Fig 3. PSDs can predict disease genes.

(A) A summary of candidate gene selection for coronary artery disease (CAD) and schizophrenia (SCZ) by integration of GWAS significance and PSD occurrence data. SNPs from GWASs were divided into three groups: (i) SNPs with high significance that indicate confident candidate genes; (ii) SNPs with low significance that are generally discarded; and (iii) SNPs with moderate significance that were considered for further selection in this study. Based on the overlap between disease genes and pathway genes, we converted domain-pathway associations into domain-disease associations to identify disease-associated PSDs. Candidate disease genes of the GWAS∩PSD set were selected based on the occurrence of disease-associated PSDs of the genes with moderate GWAS significance. (B) The precision of CAD gene predictions was assessed based on CADgeneDB annotations. The precision by random expectation (i.e., the number of disease genes / the number of all human genes) is indicated by the blue line (~2.5%). (C) The precision of SCZ predictions was assessed based on SZdatabase annotations. The precision by random expectation is indicated by the blue line (~4.1%).

Fig 4. Experimental validation of novel genes for heart development in zebrafish.

(A) Tg(flk1:EGFP) zebrafish embryos injected with morpholinos (MOs) for novel candidate genes for CAD showed morphological heart abnormalities, such as peripheral edema at 3 days post-fertilization (arrows in the left panel, scale bar = 500 μm). Zebrafish embryos normally have hearts with a left ventricle (V) and right atrium (A), whereas the embryos injected with MOs related to CAD genes exhibited either no asymmetry or reversed V and A orientation (middle panels, scale bar = 200 μm).
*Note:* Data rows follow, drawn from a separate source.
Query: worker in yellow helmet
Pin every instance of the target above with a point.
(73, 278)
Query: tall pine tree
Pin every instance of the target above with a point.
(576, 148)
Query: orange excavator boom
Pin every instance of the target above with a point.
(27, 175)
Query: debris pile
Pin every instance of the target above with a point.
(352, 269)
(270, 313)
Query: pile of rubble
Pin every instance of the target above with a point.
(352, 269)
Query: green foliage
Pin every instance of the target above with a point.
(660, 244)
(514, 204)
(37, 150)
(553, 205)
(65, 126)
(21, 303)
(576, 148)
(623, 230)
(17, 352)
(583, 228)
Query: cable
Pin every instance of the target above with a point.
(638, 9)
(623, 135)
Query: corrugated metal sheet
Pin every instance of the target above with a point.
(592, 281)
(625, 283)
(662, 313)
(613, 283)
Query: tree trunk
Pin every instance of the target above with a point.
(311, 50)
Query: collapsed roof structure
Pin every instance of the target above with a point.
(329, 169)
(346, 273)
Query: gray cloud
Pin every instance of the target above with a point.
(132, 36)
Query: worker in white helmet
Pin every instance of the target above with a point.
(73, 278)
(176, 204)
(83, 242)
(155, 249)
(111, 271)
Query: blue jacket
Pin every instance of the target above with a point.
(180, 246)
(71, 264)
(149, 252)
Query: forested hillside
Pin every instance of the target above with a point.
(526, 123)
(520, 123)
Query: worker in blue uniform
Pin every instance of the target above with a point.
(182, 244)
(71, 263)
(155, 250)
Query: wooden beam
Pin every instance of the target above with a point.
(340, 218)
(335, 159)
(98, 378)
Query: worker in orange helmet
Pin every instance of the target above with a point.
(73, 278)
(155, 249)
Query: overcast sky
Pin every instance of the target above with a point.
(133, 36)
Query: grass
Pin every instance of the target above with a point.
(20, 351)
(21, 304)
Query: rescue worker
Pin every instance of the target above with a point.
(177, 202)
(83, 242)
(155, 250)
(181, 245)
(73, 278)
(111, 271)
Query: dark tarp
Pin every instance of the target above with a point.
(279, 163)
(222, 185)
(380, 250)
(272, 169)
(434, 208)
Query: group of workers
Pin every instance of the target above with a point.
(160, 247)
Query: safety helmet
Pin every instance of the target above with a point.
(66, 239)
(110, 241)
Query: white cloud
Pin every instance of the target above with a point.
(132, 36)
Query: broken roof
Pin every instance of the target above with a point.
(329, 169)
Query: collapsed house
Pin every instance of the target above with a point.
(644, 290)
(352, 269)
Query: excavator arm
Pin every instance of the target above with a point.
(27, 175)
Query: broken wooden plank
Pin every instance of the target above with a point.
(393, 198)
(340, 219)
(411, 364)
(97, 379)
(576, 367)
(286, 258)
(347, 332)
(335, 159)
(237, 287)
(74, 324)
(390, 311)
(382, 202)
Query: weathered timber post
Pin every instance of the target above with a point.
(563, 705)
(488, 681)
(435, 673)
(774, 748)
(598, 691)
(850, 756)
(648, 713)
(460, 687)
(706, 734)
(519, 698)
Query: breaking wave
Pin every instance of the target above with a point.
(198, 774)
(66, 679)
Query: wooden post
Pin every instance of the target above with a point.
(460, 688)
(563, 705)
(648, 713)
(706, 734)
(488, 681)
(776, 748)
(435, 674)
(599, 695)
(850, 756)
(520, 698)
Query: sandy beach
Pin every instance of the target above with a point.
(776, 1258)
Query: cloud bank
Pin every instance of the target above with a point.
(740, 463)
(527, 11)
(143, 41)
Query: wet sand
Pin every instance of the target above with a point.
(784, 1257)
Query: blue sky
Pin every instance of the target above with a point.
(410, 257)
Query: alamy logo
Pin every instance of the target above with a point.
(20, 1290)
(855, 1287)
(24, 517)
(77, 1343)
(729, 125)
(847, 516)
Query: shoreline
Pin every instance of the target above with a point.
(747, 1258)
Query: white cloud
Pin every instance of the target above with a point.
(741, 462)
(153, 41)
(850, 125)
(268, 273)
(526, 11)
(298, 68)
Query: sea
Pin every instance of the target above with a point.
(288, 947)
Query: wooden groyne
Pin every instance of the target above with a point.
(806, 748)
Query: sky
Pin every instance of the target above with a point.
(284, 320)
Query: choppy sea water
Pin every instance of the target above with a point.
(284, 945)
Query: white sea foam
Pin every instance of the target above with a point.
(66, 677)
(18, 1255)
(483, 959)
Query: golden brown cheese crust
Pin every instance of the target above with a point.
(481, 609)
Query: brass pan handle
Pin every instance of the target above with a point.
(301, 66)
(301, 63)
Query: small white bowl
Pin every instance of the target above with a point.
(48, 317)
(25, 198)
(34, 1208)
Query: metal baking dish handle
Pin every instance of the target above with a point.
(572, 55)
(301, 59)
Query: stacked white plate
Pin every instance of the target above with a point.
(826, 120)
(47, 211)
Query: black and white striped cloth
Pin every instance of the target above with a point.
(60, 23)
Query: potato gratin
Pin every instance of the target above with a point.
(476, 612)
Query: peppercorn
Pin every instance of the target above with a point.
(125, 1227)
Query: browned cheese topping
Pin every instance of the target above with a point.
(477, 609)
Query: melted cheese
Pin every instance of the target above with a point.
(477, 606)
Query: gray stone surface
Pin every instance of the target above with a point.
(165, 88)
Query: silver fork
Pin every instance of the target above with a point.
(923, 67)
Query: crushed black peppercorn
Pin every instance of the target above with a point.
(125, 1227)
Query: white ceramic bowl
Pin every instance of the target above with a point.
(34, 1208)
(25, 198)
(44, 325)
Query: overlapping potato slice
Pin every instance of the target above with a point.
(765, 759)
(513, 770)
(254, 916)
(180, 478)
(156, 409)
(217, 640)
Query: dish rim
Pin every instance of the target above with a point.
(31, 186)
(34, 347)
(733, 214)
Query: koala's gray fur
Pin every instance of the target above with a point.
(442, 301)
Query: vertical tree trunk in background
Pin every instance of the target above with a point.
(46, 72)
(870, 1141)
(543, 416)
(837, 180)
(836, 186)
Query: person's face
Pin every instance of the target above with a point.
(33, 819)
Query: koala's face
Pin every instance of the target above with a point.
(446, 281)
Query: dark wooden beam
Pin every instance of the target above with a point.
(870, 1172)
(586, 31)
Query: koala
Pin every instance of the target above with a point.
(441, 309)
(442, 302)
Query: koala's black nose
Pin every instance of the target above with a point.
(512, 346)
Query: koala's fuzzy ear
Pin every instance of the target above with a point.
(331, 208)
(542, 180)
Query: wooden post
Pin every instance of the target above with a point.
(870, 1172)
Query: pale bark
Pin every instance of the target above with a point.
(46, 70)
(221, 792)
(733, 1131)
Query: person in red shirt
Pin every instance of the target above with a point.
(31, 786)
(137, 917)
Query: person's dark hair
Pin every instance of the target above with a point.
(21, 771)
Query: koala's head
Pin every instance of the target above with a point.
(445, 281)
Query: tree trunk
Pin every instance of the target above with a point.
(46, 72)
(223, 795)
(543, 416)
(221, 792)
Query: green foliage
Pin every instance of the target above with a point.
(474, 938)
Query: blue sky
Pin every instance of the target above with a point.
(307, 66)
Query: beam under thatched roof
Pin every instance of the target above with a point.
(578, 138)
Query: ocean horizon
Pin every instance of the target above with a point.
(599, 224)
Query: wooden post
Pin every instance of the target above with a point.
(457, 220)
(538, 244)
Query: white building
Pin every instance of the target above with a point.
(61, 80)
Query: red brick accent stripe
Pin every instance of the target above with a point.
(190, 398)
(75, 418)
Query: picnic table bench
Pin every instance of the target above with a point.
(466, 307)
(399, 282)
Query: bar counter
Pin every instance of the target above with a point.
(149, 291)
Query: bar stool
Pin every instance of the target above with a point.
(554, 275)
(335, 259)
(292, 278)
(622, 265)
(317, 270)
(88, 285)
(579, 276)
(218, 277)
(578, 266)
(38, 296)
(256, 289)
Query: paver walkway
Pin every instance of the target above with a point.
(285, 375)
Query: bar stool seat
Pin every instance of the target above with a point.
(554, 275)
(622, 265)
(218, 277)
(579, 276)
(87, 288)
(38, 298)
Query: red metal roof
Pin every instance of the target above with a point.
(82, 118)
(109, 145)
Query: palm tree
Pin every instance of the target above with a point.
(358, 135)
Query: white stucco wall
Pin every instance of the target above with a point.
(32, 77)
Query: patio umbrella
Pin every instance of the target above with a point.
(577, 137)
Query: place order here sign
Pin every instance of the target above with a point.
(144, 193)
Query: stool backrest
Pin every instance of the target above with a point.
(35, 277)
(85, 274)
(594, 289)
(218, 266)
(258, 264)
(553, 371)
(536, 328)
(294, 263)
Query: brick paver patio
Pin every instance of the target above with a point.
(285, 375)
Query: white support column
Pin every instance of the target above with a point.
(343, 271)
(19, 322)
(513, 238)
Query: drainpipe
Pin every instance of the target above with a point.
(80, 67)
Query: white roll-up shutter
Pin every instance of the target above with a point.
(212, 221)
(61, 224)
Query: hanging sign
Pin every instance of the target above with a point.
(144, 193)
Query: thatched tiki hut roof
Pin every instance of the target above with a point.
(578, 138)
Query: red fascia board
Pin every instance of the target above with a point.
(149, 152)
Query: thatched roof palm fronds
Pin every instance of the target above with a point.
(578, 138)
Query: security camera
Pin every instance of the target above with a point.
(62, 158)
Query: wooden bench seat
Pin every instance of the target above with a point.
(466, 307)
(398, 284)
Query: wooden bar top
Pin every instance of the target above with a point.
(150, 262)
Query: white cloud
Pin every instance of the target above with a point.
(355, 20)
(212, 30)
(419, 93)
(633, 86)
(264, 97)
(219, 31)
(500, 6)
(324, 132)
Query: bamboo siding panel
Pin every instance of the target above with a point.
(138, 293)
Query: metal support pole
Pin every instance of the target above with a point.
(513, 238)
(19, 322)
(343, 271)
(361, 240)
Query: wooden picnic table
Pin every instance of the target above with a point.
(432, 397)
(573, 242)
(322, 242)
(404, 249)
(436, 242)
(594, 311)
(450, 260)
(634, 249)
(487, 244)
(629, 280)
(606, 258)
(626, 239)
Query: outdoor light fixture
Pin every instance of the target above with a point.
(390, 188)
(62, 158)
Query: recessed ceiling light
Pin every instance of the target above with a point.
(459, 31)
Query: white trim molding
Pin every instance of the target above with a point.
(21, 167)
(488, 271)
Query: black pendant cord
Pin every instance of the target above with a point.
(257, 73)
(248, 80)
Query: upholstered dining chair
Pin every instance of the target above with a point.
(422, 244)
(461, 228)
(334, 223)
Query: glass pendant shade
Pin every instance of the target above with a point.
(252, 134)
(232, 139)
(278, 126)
These embryos also exhibited malformed blood vessels in the trunk (asterisks in the right panel, scale bar = 200 μm). (B) MO-injected Tg(flk1:EGFP) zebrafish embryos were counted to quantify those that exhibited heart asymmetry. (C) MO-injected Tg(flk1:EGFP) zebrafish embryos were counted to quantify those that exhibited vascular defects. Over 20 MO-injected embryos per gene were counted for each analysis (A-C).